Kashmir on the brink of more unrest as civilian killings deepen alienation & anger
Kashmir is once again under hartal. Schools which were about to re-open on Monday after two and a half month long winter vacation have been closed for three more days. The ongoing Kashmir Administrative Service Examinations has been deferred. And parts of South Kashmir and Srinagar have been put under security lockdown.
The reason for this is the killing of four civilians during a shoot-out between the militants and the security forces on Sunday evening, in which two militants were also killed. According to local residents, a short gunfight ensued after militants attacked a security vehicle. In retaliatory action, the security personnel killed two militants and also fired at a vehicle carrying four civilians who died on the spot.
In its statement, the Army said the alleged slain civilians were Overground Workers (OGWs), travelling in the same vehicle as the militants.
“Militants travelling in a vehicle fired upon army personnel who retaliated by firing several shots, leading to a brief exchange of fire. During the exchange of fire one militant was killed instantly and later three OGWs were found dead,” the statement read.
Chief Minister Mehbooba Mufti, however, backed the version of the local residents to the extent that the persons other than the militants were civilians. However, she said they were killed in crossfire.
“Deeply distressed by more deaths of civilians caught in the crossfire in Shopian. My heartfelt condolences to the deceased’s families,” Mehbooba tweeted.

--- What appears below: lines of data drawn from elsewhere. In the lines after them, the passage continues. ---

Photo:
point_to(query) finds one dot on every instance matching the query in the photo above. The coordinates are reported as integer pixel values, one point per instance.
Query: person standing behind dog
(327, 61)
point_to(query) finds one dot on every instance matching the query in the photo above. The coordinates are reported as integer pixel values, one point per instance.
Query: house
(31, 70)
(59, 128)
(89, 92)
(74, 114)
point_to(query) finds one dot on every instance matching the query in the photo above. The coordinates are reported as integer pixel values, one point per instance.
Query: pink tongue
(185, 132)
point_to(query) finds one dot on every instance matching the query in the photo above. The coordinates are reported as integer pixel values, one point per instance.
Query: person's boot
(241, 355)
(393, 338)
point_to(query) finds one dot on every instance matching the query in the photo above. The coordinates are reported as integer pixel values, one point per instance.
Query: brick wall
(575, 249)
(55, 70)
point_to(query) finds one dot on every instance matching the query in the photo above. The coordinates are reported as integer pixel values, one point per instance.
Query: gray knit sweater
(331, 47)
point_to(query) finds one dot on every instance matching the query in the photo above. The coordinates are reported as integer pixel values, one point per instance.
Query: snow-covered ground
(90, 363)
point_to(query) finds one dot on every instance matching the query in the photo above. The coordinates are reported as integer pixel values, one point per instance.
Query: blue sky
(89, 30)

Army later too agreed that the slain youth other than two militants were civilians but added that the investigation would reveal the level of their cooperation with the militants.

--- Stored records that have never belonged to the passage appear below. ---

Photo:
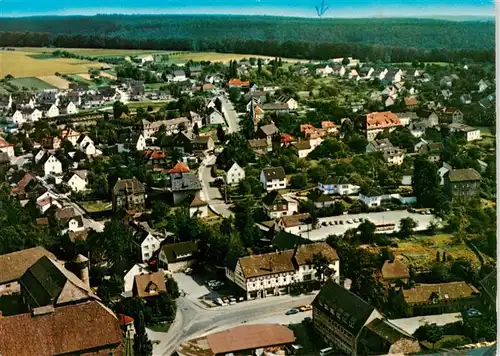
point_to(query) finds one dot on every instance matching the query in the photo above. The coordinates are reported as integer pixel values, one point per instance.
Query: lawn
(20, 64)
(31, 82)
(95, 206)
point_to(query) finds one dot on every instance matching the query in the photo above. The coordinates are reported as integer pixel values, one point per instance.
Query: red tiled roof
(70, 329)
(180, 167)
(249, 337)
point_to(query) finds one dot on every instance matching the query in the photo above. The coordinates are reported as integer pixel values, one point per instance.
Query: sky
(303, 8)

"No doubt they were civilians but investigations will reveal their role with militants,” the Army officers Harbeer Singh and NS Negi told reporters during a press conference.
The killings have once again brought Kashmir to the brink. The fresh civilian killings have followed shortly after three persons were shot dead by the security forces in the same district.

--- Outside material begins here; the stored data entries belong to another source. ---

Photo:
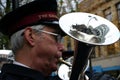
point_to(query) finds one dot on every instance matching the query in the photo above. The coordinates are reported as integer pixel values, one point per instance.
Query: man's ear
(29, 36)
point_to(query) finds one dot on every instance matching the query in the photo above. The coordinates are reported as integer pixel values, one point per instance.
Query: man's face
(47, 51)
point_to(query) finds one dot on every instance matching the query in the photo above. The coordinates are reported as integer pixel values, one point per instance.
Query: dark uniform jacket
(16, 72)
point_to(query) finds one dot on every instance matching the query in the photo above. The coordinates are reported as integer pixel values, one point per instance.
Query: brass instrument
(88, 31)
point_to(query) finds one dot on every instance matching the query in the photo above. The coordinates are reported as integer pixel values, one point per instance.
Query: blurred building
(105, 58)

Though the state government had filed an FIR against the Major Aditya over the killings, it has since backtracked from it. In its response to the notice of the Supreme Court following the petition of the Major Aditya’s father against the FIR, the state government denied it had even named the Army officer in the case.
This has created a deep resentment in the Valley about the perceived blanket impunity enjoyed by the security forces.
“The establishment, both in the state and at the centre, can’t seem to care less. The ruling PDP might make some noise as its core constituency falls in Kashmir - more so in South Kashmir - but the party soon succumbs to the pressure from New Delhi,” an editorial in a local daily read. “If any more evidence was needed it was provided by the FIR against the Major Aditya for the killing of the three civilians in a recent encounter. After asserting that the FIR against the Army officer will be taken to its logical conclusion, the state government has now denied that an FIR in the name of Major Aditya even existed”.
On the ground, the fresh civilian killings are threatening to tip Kashmir into yet another turmoil. On Monday, massive clashes erupted across south Kashmir. The groups of youth took to the streets at Pulwama, Awantipora Tral and Shopian and in many villages to protest the killings.
In many areas, the mosque loudspeakers called on people to express their solidarity with the families of the victims. The Hurriyat has also called for a march to Shopian on Wednesday, a move that will only prolong the troubled situation and in turn threaten the peace during spring, the season when tourists start wending their way back to the Valley. According to the government’s economic survey report recently tabled in the state assembly, the last year saw the lowest number of tourists visiting J&K in the past six years - bulk of them comprising pilgrims to the Vaishno Devi and Amarnath shrines.
And with the violence showing little signs of abating, omens are not good for this year too. According to an estimate, 45 people including 15 security personnel, 19 militants and 10 civilians have lost their lives since January.
“With more than 200 active militants in Kashmir, the frequency of the encounters and the consequent violence is likely to increase which will detrimentally impact the state of affairs,” said a police officer dealing with the counter-insurgency. “On our part, there is always an effort not to cause any civilian killings which become a cause for a mass disaffection”.
But as Shopian killings have once again underlined, this will be easier said than done. The civilian killings have become a constant feature of the ongoing turmoil. In past such killings have chiefly been responsible for pushing the state over the edge. Some amount of accountability for the security personnel responsible for these killings would have gone a long way to address the anger but the fate of the FIR against Major Aditya has made it more difficult for the state government to intervene in the event of a human rights violation.